Teaching an old dog new tricks: moving to serverless microserviceses

Is it too late to teach an old dog a new trick?

I’ve always been the guy with a monolithic application/codebase.

For more than 10 years now, I’ve gotten good at caching, writing good SQL queries, using Redis to store frequently called read data, using background jobs to perform updates, edits, long-running tasks, e.t.c

Then again, I haven’t had to deal with more than 100 million rows in a db before.

Not until now, I’ve used up all my tricks and alas no significant improvement.

Now I’m coming for advice from you smart devops people.

For my current app, just recently I had a rails app, my DB, and some script in the /lib, Redis, Sidekiq, all on one, you guessed it, server.

I read up on Docker and now I have Sidekiq, Redis, my app, and my db all on different containers.

Now, I’d like to split some functions on my app itself. This is where I need your help.

For example:

Script A: I have this ruby script(a ruby class) that crawls the web for backlink data. Script A only gathers links and removes links that have been parsed already.

Script B: Another script that gets the links script A collected and retrieves the information I want from that link.

Let’s stop at that for now, so it doesn’t get confusing.
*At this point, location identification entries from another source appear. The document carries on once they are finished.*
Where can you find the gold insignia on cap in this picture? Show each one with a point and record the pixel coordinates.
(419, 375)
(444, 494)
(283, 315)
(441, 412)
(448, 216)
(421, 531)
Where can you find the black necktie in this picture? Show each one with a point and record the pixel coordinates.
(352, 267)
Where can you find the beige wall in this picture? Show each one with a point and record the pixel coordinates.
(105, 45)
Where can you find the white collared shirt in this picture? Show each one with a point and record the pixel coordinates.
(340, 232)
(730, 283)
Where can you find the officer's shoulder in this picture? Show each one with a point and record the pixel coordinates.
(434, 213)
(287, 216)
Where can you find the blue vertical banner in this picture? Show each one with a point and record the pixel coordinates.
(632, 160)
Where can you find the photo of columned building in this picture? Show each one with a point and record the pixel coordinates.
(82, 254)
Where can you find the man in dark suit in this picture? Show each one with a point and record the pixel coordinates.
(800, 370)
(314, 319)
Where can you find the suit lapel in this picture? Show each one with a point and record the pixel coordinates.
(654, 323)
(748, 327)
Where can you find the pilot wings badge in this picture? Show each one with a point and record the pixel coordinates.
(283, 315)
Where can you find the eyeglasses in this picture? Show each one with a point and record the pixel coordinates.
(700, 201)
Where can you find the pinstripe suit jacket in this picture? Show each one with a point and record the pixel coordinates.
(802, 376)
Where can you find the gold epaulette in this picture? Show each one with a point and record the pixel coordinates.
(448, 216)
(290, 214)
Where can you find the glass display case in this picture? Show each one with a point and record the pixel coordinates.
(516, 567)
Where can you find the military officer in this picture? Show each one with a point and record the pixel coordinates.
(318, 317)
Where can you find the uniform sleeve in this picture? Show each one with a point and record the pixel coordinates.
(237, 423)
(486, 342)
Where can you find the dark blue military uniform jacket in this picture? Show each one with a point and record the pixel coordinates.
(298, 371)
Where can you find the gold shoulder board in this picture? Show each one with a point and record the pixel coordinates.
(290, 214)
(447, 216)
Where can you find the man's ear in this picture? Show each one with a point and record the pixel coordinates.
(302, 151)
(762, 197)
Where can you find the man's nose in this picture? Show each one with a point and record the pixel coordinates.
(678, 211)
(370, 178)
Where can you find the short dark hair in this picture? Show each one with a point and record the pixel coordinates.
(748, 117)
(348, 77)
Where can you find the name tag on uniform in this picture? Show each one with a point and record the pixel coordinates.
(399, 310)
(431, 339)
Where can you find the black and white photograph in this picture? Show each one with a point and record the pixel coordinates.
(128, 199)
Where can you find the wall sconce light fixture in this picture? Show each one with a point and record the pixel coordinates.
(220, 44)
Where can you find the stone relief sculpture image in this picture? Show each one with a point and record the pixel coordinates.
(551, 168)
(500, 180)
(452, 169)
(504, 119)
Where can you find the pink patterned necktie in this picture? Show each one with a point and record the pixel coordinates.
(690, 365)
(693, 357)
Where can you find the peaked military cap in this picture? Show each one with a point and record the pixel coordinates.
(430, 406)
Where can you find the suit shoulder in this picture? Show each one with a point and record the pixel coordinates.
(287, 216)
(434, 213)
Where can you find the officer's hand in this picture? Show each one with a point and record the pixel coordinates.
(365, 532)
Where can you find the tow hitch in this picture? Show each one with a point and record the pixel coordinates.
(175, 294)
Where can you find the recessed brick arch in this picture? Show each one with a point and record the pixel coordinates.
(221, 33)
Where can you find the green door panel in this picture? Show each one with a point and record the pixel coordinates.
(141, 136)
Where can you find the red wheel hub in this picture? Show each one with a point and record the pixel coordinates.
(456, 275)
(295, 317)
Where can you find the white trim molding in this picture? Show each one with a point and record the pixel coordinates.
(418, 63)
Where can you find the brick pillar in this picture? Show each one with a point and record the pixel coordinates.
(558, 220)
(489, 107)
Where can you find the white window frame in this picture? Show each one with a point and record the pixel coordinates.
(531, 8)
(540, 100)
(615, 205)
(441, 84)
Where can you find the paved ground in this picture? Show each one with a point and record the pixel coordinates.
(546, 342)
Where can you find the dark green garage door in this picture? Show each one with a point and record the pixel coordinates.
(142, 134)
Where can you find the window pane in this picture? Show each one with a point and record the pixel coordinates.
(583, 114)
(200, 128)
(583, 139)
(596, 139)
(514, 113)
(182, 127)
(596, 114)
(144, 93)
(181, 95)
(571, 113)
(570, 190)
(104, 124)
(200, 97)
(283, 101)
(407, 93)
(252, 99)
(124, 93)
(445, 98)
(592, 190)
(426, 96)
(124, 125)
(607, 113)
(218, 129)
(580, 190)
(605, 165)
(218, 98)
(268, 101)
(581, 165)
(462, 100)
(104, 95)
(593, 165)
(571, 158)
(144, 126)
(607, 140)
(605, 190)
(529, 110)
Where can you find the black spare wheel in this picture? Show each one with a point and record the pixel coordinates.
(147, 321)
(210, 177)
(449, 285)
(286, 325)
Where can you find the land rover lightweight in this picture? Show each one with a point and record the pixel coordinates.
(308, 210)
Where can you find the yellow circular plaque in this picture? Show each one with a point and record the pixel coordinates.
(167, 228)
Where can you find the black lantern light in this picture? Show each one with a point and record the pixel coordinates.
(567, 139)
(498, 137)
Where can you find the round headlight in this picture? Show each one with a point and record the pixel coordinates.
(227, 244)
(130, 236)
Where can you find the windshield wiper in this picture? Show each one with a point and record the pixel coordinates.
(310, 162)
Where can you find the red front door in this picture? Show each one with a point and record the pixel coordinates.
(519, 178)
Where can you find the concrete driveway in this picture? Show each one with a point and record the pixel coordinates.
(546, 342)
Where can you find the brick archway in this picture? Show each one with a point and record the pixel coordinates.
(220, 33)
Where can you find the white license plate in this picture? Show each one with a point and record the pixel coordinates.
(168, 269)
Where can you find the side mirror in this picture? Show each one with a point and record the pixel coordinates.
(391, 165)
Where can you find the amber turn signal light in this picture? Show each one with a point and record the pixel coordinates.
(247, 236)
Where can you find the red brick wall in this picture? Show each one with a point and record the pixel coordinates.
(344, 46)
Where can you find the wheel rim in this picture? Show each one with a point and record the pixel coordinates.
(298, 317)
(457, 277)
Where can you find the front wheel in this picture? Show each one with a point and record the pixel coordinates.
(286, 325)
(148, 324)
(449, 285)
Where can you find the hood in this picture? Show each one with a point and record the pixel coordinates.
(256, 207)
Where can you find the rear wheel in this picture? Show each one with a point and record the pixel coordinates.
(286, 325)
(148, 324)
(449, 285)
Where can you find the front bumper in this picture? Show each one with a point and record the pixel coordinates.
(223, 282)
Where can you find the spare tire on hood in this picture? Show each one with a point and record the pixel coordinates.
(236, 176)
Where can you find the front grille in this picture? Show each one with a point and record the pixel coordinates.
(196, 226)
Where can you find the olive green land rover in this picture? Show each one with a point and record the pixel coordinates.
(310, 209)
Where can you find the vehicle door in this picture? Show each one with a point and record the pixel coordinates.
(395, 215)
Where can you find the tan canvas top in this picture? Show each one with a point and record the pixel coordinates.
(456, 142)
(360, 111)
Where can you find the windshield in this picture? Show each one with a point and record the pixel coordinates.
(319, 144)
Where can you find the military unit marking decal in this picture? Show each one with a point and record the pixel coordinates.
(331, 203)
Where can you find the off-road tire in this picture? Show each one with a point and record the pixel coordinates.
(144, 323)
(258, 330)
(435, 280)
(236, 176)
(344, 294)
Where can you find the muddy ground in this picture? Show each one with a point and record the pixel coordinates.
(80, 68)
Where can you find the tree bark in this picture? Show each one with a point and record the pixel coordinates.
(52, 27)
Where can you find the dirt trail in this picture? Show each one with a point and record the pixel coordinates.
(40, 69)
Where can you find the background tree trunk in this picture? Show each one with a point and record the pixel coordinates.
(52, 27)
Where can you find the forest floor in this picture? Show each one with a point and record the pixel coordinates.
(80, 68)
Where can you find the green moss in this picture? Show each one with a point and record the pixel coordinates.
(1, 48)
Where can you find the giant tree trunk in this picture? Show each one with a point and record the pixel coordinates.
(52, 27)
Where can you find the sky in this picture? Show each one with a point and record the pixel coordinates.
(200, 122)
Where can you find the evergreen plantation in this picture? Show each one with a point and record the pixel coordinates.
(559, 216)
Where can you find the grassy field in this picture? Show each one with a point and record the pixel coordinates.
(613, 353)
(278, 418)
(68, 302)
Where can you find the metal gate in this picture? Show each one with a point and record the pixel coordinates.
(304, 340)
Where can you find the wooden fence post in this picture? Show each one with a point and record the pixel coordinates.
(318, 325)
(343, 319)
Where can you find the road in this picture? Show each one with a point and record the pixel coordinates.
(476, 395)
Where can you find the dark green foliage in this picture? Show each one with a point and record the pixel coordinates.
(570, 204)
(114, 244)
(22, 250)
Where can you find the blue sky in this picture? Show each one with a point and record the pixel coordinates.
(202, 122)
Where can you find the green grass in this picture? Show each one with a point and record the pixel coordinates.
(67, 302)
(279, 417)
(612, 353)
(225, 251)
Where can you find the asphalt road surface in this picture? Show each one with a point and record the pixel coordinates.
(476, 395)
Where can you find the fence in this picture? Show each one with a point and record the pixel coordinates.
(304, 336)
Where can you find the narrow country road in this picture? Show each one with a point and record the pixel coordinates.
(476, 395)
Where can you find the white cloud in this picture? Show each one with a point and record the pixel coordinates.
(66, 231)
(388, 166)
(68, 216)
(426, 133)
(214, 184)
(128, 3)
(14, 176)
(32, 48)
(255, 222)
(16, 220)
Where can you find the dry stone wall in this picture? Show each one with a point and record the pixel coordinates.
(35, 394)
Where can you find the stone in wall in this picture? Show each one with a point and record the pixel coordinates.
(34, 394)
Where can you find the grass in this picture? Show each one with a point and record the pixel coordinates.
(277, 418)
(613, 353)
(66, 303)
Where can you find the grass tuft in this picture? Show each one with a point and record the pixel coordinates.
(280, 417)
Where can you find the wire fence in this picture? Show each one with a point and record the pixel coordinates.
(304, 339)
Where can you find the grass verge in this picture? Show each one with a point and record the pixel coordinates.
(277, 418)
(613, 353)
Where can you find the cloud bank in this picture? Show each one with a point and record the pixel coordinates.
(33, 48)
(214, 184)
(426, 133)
I’d like to run these scripts on their own servers, and they would connect to my app via api’s.

Both scripts are less than 1000 lines of code and are written in Ruby.

Requirements

Both scripts require Selenium, Watir, and headless chrome to run.
The server must be able to autoscale as needed.
If the server is rate-limited or stuck in a link blackhole, I should be able to spin up a new server(host), with a different wan IP, with all the content of the script in as little time as possible.
The server should be affordable, as it’s these are long running tasks. The script does not require a database as it only sends back important data back to my app via API.
In short, both scripts should be on their own server (host) and it should be easy to spin up a new one in no time.
Has anyone worked on a similar use case before? How do you suggest I go about it? Can a serverless platform serve this use case?

Many thanks in advance.

1 Like

@tomiwaAdey It’s probably not too late to learn new tricks but you need to stop thinking in terms of servers and long running scripts.

For example: You have a Lambda triggered from a DynamoDB stream that reads the contents of a URL and places it into S3 (one invoke, one URL). Placing the content into S3 triggers a Lambda that processes the file (doing what ever script B does) but also adding new URLs to DynamoDB triggering the first Lambda to grab additional content. Using DynamoDB over Kinesis Streams or SNS will help keep track of which URLs you’ve previously processed and DynamoDB streams will auto scale unlike Kinesis Streams.